Petrillo, Arlington's president, had a different view of the sticking points in the negotiations.

“I'm just going to be very frank. We've had unreasonable demands from the ITHA,” Petrillo said, noting that the horsemen's desire for a $200,000 daily purse average “would result in losses to Arlington. They're unrealistic in this economic environment within our industry. It would cripple us.”

Lavelle later retorted: “Please do not buy into [Arlington's] narrative of 'demand, demand, demand'. They've used that word countless times when they've been before you…. We are not looking for that, and instead are looking for solutions and pathways that would not [equate to guaranteed purses].”

“There are options out there,” Lavelle said. “We spent four hours one day talking about this issue. And at the end of it, they said, 'Here's the offer. Let's use last year's contract.' It went nowhere. That got us nowhere.”
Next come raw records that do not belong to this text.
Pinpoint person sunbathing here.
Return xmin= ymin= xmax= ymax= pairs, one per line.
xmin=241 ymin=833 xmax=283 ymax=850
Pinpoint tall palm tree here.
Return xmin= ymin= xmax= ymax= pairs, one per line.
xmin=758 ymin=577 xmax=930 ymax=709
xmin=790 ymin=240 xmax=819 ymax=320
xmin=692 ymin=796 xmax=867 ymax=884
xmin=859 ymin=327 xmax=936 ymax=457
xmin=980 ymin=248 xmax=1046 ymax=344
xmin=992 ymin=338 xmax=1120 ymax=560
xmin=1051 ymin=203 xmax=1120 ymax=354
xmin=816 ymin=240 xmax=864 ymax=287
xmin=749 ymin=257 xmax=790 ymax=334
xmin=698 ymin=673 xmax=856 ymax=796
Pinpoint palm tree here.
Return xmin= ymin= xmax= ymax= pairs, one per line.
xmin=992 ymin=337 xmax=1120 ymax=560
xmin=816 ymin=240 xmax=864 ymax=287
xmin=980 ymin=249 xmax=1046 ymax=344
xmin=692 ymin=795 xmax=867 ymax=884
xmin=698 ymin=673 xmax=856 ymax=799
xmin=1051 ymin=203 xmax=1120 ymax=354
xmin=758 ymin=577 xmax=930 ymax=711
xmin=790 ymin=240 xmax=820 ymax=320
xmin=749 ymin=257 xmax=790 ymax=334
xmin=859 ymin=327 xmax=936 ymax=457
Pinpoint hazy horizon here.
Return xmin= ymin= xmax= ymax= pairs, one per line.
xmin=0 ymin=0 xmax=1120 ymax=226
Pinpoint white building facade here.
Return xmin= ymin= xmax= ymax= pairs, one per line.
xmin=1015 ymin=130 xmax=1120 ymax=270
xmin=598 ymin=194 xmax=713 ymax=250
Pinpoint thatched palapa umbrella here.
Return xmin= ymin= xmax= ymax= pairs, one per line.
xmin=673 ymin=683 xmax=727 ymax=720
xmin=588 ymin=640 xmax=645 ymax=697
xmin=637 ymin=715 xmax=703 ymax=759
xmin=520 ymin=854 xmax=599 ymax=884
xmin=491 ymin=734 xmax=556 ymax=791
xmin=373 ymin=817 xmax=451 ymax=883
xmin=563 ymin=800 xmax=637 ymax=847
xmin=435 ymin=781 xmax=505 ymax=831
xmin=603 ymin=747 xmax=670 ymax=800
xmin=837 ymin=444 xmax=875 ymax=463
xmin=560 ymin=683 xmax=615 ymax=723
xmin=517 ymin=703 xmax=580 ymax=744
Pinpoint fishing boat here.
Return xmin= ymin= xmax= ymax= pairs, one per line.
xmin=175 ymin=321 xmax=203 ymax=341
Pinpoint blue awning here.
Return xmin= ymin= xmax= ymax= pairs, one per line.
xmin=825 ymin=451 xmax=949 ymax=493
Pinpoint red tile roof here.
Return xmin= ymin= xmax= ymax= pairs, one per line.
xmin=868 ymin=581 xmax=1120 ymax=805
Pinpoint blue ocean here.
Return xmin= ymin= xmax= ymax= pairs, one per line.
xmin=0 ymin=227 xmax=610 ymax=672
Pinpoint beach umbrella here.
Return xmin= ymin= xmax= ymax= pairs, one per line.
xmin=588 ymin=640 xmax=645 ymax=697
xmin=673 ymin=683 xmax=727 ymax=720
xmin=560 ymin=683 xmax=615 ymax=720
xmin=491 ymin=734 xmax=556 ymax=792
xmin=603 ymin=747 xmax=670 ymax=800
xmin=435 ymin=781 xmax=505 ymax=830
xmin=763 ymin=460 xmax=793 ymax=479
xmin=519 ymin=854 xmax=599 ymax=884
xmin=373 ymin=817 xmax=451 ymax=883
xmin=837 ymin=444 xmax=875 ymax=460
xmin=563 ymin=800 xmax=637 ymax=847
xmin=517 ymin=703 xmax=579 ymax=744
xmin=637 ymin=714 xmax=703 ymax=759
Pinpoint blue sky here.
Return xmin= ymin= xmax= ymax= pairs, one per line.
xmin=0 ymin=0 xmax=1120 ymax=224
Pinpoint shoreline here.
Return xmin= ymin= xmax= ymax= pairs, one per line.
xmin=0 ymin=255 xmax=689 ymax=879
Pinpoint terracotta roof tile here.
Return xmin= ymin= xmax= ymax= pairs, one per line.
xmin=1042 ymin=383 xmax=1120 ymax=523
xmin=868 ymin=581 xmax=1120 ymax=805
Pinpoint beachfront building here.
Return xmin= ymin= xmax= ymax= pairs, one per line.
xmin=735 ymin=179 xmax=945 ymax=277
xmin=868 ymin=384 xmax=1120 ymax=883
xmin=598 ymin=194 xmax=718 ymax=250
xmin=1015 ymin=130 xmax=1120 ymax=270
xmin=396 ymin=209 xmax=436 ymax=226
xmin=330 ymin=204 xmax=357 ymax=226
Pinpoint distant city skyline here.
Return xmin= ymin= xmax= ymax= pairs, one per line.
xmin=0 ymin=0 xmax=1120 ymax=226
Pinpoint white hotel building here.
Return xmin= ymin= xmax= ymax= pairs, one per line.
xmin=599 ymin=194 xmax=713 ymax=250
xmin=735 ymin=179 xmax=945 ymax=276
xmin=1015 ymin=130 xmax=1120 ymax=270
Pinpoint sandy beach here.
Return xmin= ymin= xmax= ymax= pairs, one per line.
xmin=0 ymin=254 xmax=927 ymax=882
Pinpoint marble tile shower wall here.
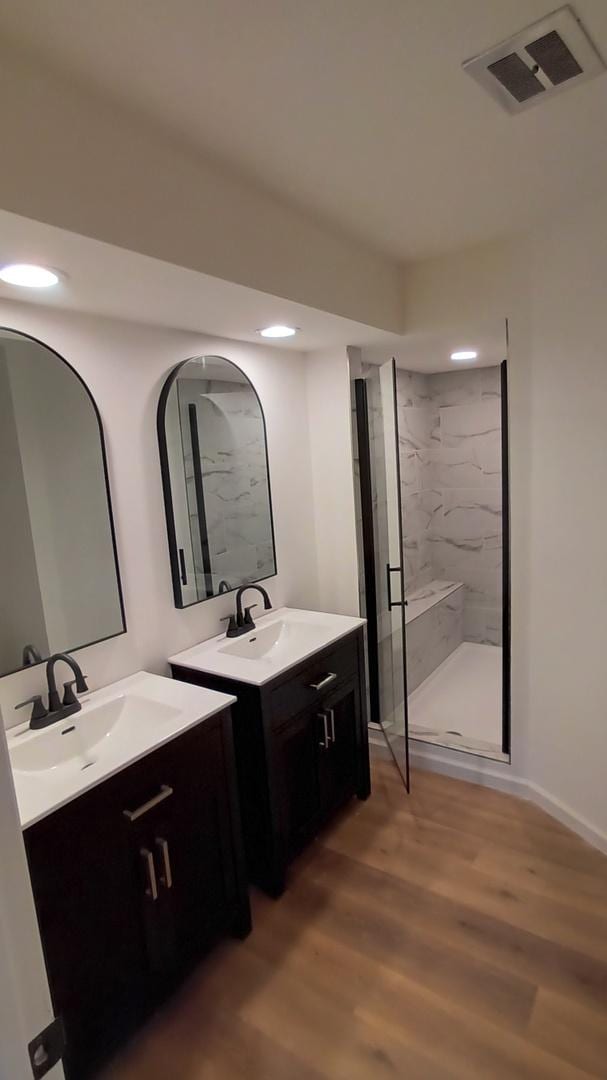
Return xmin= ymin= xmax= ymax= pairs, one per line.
xmin=397 ymin=367 xmax=502 ymax=645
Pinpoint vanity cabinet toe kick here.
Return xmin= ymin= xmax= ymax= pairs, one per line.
xmin=171 ymin=629 xmax=370 ymax=896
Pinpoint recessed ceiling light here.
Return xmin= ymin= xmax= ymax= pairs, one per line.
xmin=257 ymin=325 xmax=297 ymax=337
xmin=0 ymin=262 xmax=59 ymax=288
xmin=451 ymin=349 xmax=478 ymax=363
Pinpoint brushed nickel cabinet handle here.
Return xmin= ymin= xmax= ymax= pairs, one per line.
xmin=309 ymin=672 xmax=337 ymax=690
xmin=318 ymin=713 xmax=328 ymax=750
xmin=139 ymin=848 xmax=158 ymax=900
xmin=122 ymin=784 xmax=173 ymax=821
xmin=156 ymin=836 xmax=173 ymax=889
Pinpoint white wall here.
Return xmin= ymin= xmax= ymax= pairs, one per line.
xmin=0 ymin=302 xmax=318 ymax=725
xmin=306 ymin=349 xmax=359 ymax=615
xmin=0 ymin=348 xmax=48 ymax=672
xmin=0 ymin=49 xmax=403 ymax=330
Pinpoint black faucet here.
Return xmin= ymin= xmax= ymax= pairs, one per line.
xmin=22 ymin=645 xmax=42 ymax=667
xmin=15 ymin=652 xmax=89 ymax=731
xmin=221 ymin=585 xmax=272 ymax=637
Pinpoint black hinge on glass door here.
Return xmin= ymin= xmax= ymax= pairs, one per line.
xmin=179 ymin=548 xmax=188 ymax=585
xmin=27 ymin=1016 xmax=65 ymax=1080
xmin=386 ymin=563 xmax=408 ymax=611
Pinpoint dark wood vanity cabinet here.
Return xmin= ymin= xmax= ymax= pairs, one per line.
xmin=25 ymin=711 xmax=251 ymax=1080
xmin=172 ymin=630 xmax=370 ymax=896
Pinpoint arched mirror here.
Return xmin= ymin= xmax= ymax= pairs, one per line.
xmin=0 ymin=328 xmax=126 ymax=675
xmin=158 ymin=356 xmax=276 ymax=608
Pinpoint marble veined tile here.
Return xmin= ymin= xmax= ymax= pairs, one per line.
xmin=434 ymin=438 xmax=486 ymax=488
xmin=476 ymin=430 xmax=501 ymax=487
xmin=478 ymin=366 xmax=501 ymax=400
xmin=401 ymin=449 xmax=421 ymax=495
xmin=407 ymin=589 xmax=463 ymax=693
xmin=441 ymin=399 xmax=501 ymax=446
xmin=399 ymin=406 xmax=436 ymax=450
xmin=396 ymin=367 xmax=431 ymax=407
xmin=428 ymin=536 xmax=484 ymax=581
xmin=429 ymin=368 xmax=481 ymax=406
xmin=416 ymin=449 xmax=434 ymax=490
xmin=434 ymin=488 xmax=501 ymax=540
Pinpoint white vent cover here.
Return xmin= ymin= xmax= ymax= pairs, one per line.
xmin=463 ymin=4 xmax=605 ymax=112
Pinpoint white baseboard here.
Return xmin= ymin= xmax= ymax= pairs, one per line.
xmin=409 ymin=746 xmax=528 ymax=798
xmin=527 ymin=781 xmax=607 ymax=855
xmin=399 ymin=746 xmax=607 ymax=854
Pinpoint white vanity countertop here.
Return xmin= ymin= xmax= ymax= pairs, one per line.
xmin=6 ymin=672 xmax=235 ymax=828
xmin=168 ymin=608 xmax=366 ymax=686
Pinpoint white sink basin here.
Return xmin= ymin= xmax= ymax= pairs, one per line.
xmin=9 ymin=693 xmax=179 ymax=772
xmin=219 ymin=619 xmax=325 ymax=661
xmin=6 ymin=672 xmax=235 ymax=828
xmin=170 ymin=608 xmax=365 ymax=686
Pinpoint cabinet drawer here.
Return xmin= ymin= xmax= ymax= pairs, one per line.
xmin=270 ymin=635 xmax=359 ymax=730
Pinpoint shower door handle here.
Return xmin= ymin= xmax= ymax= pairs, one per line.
xmin=386 ymin=563 xmax=407 ymax=611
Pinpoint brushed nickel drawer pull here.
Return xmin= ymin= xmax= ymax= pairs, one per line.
xmin=139 ymin=848 xmax=158 ymax=900
xmin=122 ymin=784 xmax=173 ymax=821
xmin=156 ymin=836 xmax=173 ymax=889
xmin=310 ymin=672 xmax=337 ymax=690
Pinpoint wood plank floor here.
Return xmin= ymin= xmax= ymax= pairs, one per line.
xmin=107 ymin=759 xmax=607 ymax=1080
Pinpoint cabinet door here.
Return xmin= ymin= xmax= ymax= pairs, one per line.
xmin=272 ymin=708 xmax=322 ymax=858
xmin=124 ymin=721 xmax=235 ymax=996
xmin=24 ymin=784 xmax=147 ymax=1080
xmin=320 ymin=679 xmax=361 ymax=814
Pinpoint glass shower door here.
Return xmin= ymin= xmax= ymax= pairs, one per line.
xmin=354 ymin=360 xmax=409 ymax=791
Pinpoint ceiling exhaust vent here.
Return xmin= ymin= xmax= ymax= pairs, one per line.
xmin=463 ymin=4 xmax=605 ymax=112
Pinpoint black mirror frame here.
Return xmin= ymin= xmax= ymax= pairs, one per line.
xmin=0 ymin=326 xmax=127 ymax=678
xmin=157 ymin=353 xmax=278 ymax=610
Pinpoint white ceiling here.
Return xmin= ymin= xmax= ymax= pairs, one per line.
xmin=0 ymin=0 xmax=607 ymax=259
xmin=0 ymin=211 xmax=400 ymax=351
xmin=363 ymin=316 xmax=508 ymax=373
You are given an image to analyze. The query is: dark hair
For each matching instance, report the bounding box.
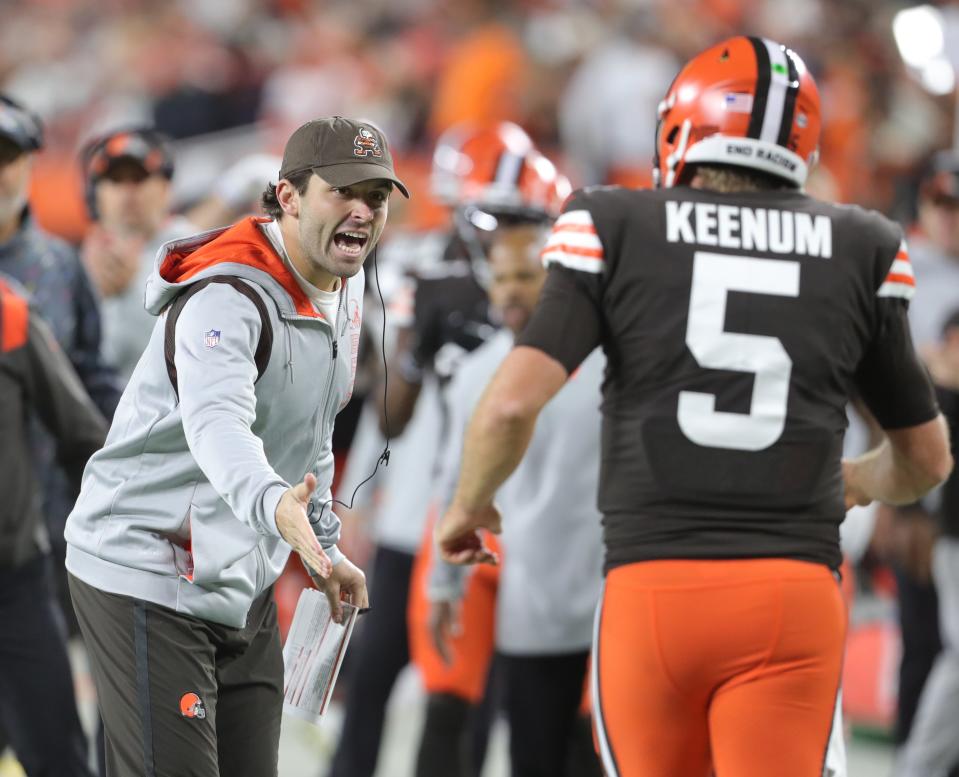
[260,169,313,221]
[683,164,796,192]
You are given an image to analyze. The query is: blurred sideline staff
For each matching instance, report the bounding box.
[437,36,952,777]
[893,151,959,777]
[0,276,107,777]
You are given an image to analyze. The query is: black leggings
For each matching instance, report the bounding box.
[497,651,602,777]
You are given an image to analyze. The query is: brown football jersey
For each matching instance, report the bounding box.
[519,187,937,568]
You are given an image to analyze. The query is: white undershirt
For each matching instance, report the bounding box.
[261,221,341,324]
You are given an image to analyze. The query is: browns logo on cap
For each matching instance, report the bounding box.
[280,116,410,197]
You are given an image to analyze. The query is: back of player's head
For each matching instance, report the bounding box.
[430,121,570,221]
[653,36,820,188]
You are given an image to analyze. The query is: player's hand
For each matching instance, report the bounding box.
[276,472,334,590]
[842,459,873,510]
[433,502,502,564]
[430,601,463,666]
[307,558,370,623]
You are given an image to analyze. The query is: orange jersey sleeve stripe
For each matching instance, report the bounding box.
[553,223,598,235]
[0,289,30,352]
[886,272,916,286]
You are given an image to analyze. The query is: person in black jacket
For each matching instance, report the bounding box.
[0,277,107,777]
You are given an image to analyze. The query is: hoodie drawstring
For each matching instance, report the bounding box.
[283,324,296,385]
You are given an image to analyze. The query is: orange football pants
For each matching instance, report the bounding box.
[406,521,502,704]
[593,559,846,777]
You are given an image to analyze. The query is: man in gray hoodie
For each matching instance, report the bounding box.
[66,117,408,777]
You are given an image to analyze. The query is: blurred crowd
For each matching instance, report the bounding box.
[0,0,959,774]
[0,0,953,239]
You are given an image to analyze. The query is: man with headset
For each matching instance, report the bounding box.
[0,272,106,777]
[66,117,408,777]
[0,95,120,631]
[437,37,952,777]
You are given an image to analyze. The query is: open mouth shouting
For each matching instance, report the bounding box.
[333,230,370,256]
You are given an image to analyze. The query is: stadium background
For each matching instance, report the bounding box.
[0,0,959,777]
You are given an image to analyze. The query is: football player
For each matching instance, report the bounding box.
[437,37,952,777]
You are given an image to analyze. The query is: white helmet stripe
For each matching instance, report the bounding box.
[759,38,789,143]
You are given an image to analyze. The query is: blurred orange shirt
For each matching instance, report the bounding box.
[430,23,528,136]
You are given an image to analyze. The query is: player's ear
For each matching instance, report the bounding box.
[276,178,300,218]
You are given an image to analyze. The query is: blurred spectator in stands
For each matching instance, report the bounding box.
[429,0,529,137]
[0,272,107,777]
[81,126,280,381]
[82,126,188,381]
[559,8,679,186]
[0,95,120,632]
[897,152,959,777]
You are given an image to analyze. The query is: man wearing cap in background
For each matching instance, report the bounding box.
[81,126,280,382]
[0,95,120,631]
[81,126,196,381]
[891,151,959,777]
[66,117,408,777]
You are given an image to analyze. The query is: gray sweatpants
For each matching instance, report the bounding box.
[898,537,959,777]
[70,575,283,777]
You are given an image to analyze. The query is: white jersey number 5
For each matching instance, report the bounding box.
[678,251,799,451]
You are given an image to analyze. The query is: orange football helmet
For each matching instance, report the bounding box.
[430,121,571,220]
[653,36,820,188]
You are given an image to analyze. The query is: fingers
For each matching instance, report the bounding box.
[439,533,499,566]
[291,472,316,503]
[430,602,453,666]
[323,579,343,623]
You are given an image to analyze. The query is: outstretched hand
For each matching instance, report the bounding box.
[434,503,502,565]
[307,558,370,623]
[276,472,333,577]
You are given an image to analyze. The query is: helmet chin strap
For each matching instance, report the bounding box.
[665,119,693,189]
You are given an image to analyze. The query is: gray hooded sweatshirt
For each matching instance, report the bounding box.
[66,218,364,627]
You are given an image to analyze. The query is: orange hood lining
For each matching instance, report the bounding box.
[160,216,325,320]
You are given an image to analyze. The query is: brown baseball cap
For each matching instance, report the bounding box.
[280,116,410,198]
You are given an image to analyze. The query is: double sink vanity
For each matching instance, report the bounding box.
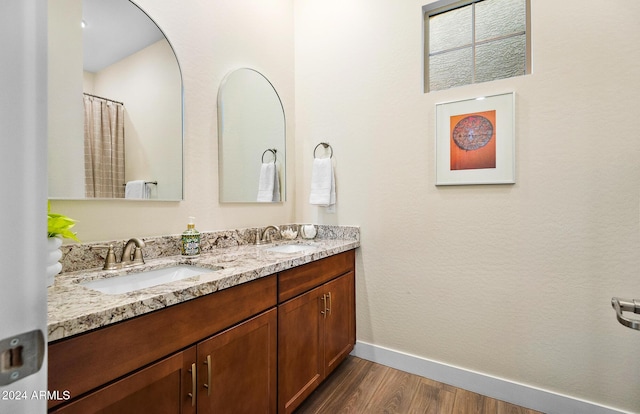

IRB commissioner Thomas McCauley told the ITHA that “I do want to impress on you that there's a lot of sympathy for the purse situation.” But he added that the more effective long-term plan for horsemen might be trying to get changes made at the state level instead of at the IRB level.

“I guess my main point is that if you need relief, we can only do so much,” McCauley said. “Everybody would love to see the overnight purses double or triple, and get back to the days when Illinois racing was right up there, arguably, with New York, Florida, California, Kentucky. That would be glorious, and I really thought that was going to happen, to tell you the truth, when this Gaming Act passed.

“I can't imagine anybody's happy with [the low purses being offered by Arlington],” McCauley continued. “So again, we're limited in the relief that we can give…. If we could give it to you, we would. I think I can say that with confidence for the board, because there is definitely an understanding and sympathy for the dire situation.”

In other IRB business, the board unanimously voted to move ahead with rewriting state rules on whipping in harness races, but unanimously voted to table a motion to make similar restrictions to Thoroughbred whipping rules, citing a need to study the situation further.